Memang tidak mudah mengubah pola pikir masyarakat. Namun dengan edukasi dan semangat untuk berubah, masyarakat sekarang telah menjadi tuan rumah yang baik bagi wisatawan. Warga masyarakat saat ini turut merasakan dampak positif dari hadirnya desa wisata. Mereka bisa berjualan di lokasi wisata, membuat souvenir dan memproduksi makanan untuk oleh-oleh. Bahkan saat ini ada beberapa rumah warga sudah disiapkan menjadi homestay. “Homestay” dan bisa menjadi pemandu wisata.
“Tujuan dan kenapa berkunjung ke Desa Ponggok (Klaten) dan Desa Sambirejo (Kapanewon Prambanan, Kabupaten Sleman) adalah karena Ponggok dan Sambirejo merupakan dua desa yang berhasil mengelola keterpurukan dan kemiskinan di desanya dengan cara swadaya. Mengadopsi pola kemitraan dengan pihak ketiga. Memaksimalkan potensi SDA (sumber daya alam, red) dan SDM (sumber daya manusia, red) yang ada,” jelas Kades Tepian Langsat, Kecamatan Bengalon Xeky Hamzah usai kunjungan.
Dia melibat Pemerintah Desa setempat telah mengelola potensi yang ada hingga menghasilkan PADes yang besar. Hal tersebut lantas memberi peluang usaha dan ketenagakerjaan bagi warga sekitar. Zeky menyebut, Desa Tepian Langsat khususnya dan desa-desa di Kutim saat ini masih membutuhkan referensi-referensi dalam membuat atau memproyeksikan sebuah inovasi. Untuk kemudian dijadikan program desa, supaya desa menjadi lebih mandiri dan maju. Dengan progres yang lebih terintegrasi dan realistis. Tentunya dengan catatan banyak potensi SDA atau perusahaan-perusahaan yang ada dapat lebih dioptimalkan. Demi meningkatkan nilai ekonomis bagi masyarakat dengan memaksimalkan potensi desa sesuai karakterisitiknya masing-masing.

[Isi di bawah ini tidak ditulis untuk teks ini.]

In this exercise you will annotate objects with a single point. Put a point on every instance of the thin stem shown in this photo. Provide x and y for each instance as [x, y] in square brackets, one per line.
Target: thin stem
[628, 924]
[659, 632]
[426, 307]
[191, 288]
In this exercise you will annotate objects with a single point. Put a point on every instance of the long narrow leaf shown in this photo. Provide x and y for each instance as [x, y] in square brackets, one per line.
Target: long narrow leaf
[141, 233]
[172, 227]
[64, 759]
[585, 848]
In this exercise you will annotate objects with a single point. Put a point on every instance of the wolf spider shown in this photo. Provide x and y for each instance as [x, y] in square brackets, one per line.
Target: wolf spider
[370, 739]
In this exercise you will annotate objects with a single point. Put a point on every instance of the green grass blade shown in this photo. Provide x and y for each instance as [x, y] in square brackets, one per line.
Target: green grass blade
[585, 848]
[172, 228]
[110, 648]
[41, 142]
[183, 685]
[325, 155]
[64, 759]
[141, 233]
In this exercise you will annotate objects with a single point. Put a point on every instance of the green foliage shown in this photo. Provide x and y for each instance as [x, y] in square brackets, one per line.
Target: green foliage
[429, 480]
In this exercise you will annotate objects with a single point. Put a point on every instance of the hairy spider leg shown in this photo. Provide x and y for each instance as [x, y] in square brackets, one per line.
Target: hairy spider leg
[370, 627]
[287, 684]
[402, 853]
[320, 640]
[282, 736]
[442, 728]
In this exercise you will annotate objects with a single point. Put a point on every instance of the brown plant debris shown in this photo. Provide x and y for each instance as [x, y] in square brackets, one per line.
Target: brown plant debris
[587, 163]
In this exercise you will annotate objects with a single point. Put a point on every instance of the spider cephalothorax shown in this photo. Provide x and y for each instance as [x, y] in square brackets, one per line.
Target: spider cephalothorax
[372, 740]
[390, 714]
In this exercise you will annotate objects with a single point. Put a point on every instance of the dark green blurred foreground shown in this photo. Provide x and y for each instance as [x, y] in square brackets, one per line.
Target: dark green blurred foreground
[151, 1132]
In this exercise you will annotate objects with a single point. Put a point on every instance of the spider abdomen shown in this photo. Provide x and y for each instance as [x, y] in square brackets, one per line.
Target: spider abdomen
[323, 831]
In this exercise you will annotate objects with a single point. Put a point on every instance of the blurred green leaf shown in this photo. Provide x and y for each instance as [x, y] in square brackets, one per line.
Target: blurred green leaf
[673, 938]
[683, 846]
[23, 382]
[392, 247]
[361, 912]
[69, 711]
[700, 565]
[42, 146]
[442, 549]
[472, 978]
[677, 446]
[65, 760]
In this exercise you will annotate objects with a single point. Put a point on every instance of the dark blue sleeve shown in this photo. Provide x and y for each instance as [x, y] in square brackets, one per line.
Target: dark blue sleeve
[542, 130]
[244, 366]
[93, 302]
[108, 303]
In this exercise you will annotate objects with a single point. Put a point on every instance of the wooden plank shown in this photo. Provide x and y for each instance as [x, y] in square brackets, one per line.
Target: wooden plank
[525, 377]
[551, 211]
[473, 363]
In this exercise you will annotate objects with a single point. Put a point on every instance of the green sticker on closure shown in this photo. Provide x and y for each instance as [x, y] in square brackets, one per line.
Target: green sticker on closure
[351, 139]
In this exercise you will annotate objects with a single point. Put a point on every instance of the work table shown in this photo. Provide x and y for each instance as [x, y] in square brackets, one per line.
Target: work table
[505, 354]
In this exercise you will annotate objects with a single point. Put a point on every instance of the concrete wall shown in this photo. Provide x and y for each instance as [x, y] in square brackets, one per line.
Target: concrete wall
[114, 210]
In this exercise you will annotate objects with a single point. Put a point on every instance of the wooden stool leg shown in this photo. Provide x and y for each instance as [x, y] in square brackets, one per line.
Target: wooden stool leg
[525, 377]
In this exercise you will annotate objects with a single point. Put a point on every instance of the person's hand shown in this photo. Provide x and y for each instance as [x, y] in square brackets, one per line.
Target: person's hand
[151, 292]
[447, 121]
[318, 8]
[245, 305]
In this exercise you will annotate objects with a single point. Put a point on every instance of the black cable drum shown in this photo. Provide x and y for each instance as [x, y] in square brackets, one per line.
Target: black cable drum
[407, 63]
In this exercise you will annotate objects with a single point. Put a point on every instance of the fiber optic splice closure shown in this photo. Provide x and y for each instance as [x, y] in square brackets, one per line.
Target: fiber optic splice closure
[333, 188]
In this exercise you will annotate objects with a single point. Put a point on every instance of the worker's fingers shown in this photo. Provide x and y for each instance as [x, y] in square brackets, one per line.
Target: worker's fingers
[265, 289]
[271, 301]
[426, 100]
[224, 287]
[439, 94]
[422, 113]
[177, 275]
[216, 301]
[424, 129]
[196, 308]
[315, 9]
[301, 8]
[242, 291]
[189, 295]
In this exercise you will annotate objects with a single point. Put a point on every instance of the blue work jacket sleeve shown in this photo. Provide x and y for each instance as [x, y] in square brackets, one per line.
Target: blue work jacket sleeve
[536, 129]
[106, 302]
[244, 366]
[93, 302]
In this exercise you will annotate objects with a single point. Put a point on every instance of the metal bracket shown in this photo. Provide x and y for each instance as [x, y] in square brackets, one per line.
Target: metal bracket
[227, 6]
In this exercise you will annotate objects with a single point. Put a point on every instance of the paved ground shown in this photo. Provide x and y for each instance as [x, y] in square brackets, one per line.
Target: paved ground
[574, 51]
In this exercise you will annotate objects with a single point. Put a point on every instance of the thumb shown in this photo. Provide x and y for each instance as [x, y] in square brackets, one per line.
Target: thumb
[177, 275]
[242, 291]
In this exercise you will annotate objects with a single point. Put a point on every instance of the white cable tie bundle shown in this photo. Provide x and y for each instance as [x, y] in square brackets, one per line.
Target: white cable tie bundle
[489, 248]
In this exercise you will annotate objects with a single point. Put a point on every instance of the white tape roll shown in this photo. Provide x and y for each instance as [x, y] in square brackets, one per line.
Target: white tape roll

“Beberapa hal yang dapat diadopsi (dari studi komparasi) adalah dunia pemberdayaan dan pembangunan desa di dua desa tersebut dapat direalisasikan. Dikarenakan ada kesadaran masyarakat, leadership, pendampingan dan adanya fasilitator serta sistem yang dibangun secara sederhana serta bertahap, ternyata mampu membuat sebuah visi dan misi yang tinggi. Pada akhirnya semua program dapat di implementasikan secara baik, efesien dan efektif,” jelas Zeki.
Setelah kunjungan dengan hasil berupa ilmu positif tersebut, Zeki berencana ke depan segera melakukan percepatan pembangunan desa wisata di Tepian Langsat. Prosesnya tentu dengan melibatkan Pemerintah Desa dan BUMDes, Koperasi, masyarakat serta stakeholder yang ada untuk berkolaborasi. Dengan di dukung APBD maupun APBN dan pihak ketiga seperti konsultan, BUMN hingga perusahaan swasta.
“Melalui kolaborasi tersebut, diharapkan ke depan Tepian Langsat dengan program pengembangannya menjelma sebagai desa yang maju dan mandiri dengan masyarakat yang sejaktera. Karena didukung PADes yang mumpuni. Semuanya didasari dengan kebersamaan dengan moto bersama membangun desa,” tambahnya. (*/kopi3)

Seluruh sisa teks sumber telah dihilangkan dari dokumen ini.